Contribution of Potassium in Human Placental Steroidogenesis

The role of K(+) on steroidogenesis in isolated mitochondria from the human placenta was explored. Cholesterol uptake and progesterone synthesis were stimulated by K(+), and by the further addition of ATP. In the presence of glibenclamide or quinine (inhibitors of the K(+) channel mito-K(ATP)), the synthesis of progesterone was improved, indicating that K(+) acts outside the mitochondria. Valinomycin, a K(+)-ionophore, inhibited mitochondrial steroidogenesis only in the absence of K(+). The mitochondrial K(+) channel in human placental mitochondria is formed by the subunit Kir 6.1 which was detected by Western blot with polyclonal antibodies. These results suggest that K(+) contributes placental mitochondrial steroidogenesis facilitating cholesterol uptake and intermembrane translocation through a mechanism non-dependent of the transport of K(+) inside the mitochondria.

Effect of calcium on mitochondria from human term placenta

We describe here the effects of free Ca2+ on several functions of mitochondria from human term placenta. In the presence of 0.1 microM free Ca2+, an inhibitory effect on both ADP-induced respiration and succinate-DCPIP reductase activity was observed. At the same Ca2+ concentration, ATPase activity as well as various segments of the respiratory chain were stimulated. However, a higher free Ca2+ concentration (0.3 microM) was needed to stimulate progesterone synthesis. Our results suggest that Ca2+ plays an important role in the metabolic functions of mitochondria from human term placenta.
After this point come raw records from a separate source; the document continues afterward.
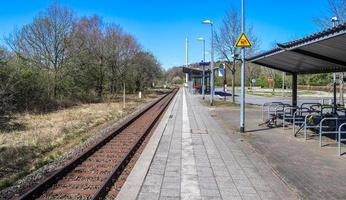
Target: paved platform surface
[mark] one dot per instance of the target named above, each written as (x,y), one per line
(196,159)
(313,172)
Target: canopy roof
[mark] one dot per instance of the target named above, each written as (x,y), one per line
(322,52)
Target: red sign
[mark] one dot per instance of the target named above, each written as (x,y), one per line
(270,79)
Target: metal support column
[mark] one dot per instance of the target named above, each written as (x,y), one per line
(242,97)
(334,93)
(294,89)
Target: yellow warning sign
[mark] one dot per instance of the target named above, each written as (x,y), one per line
(243,41)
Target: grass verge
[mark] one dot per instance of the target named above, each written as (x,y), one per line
(42,138)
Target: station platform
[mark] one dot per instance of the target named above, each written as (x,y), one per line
(190,156)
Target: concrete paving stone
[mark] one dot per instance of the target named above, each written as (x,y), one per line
(211,198)
(208,185)
(224,178)
(204,166)
(171,185)
(172,173)
(169,198)
(267,195)
(222,173)
(153,179)
(230,194)
(242,183)
(171,179)
(246,190)
(148,196)
(231,198)
(210,193)
(151,188)
(250,197)
(159,170)
(170,192)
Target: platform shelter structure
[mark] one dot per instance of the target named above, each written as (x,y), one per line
(322,52)
(195,77)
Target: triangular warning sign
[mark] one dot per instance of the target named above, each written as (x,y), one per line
(243,41)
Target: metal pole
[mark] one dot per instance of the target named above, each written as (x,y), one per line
(334,93)
(225,82)
(124,98)
(233,77)
(203,77)
(242,99)
(187,59)
(283,84)
(212,67)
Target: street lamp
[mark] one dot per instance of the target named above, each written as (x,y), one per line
(209,22)
(203,76)
(334,20)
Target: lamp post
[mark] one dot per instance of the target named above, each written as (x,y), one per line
(203,76)
(242,101)
(209,22)
(235,58)
(334,20)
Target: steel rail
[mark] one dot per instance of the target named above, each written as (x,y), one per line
(39,189)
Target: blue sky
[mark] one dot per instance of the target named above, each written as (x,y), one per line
(161,25)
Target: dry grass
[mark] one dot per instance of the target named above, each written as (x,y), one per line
(42,138)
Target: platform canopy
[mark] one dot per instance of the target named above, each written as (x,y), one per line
(322,52)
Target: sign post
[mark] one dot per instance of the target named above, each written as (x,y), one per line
(243,43)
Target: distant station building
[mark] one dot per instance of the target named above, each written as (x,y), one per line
(195,77)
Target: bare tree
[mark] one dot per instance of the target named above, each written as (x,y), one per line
(226,38)
(43,42)
(87,45)
(121,48)
(337,8)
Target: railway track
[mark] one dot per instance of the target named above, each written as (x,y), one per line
(92,174)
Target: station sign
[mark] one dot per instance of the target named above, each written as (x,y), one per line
(243,41)
(270,79)
(204,63)
(221,70)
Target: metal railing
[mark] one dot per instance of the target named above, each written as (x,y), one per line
(322,132)
(340,139)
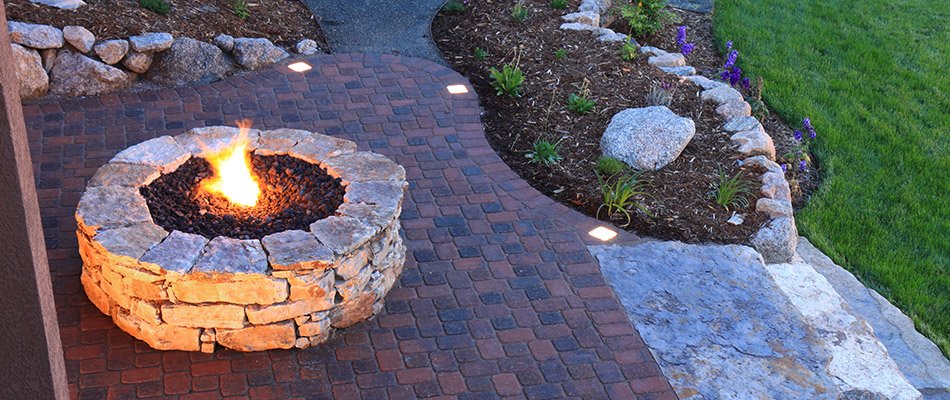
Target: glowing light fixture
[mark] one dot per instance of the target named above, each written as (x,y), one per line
(457,89)
(602,233)
(299,66)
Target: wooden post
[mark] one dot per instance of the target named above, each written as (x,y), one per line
(31,354)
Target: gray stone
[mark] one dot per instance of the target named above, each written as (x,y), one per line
(108,207)
(61,4)
(131,241)
(189,61)
(177,253)
(112,51)
(918,358)
(35,35)
(667,60)
(721,94)
(224,42)
(31,76)
(716,323)
(138,62)
(306,47)
(776,241)
(162,152)
(151,42)
(647,138)
(254,53)
(122,174)
(681,71)
(74,74)
(342,234)
(296,249)
(232,256)
(734,109)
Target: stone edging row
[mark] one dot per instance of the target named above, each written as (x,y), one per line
(778,238)
(70,61)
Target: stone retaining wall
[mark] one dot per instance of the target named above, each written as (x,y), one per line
(180,291)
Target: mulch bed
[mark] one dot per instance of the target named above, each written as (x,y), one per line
(294,194)
(284,22)
(678,195)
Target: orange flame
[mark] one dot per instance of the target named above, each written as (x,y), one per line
(233,178)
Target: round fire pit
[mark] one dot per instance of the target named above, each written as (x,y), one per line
(182,270)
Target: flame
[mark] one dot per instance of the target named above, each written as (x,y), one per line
(233,178)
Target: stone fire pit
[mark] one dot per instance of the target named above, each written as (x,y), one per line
(184,291)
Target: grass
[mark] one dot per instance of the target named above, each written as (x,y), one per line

The heat shock protein 60 promotes progesterone synthesis in mitochondria of JEG-3 cells

Progesterone synthesis in human placenta is essential to maintain pregnancy. The limiting step in placental progesterone synthesis is cholesterol transport from the cytoplasm to the inner mitochondrial membrane. Multiple proteins located in mitochondrial contact sites seem to play a key role in this process. Previously, our group identified the heat shock protein 60 (HSP60) as part of mitochondrial contact sites in human placenta, suggesting its participation in progesterone synthesis. Here, we examined the role of HSP60 in progesterone synthesis. Our results show that over-expression of HSP60 in human placental choriocarcinoma cells (JEG-3) and human embryonic kidney 293 cells (HEK293) promotes progesterone synthesis. Furthermore, incubation of the HSP60 recombinant protein with intact isolated mitochondria from JEG-3 cells also promotes progesterone synthesis in a dose-related fashion. We also show that HSP60 interacts with STARD3 and P450scc proteins from mitochondrial membrane contact sites. Finally, we show that the HSP60 recombinant protein binds cholesterol. Ours results demonstrate that HSP60 participates in mitochondrial progesterone synthesis. These findings provide novel insights into progesterone synthesis in the human placenta and its role in maintaining pregnancy.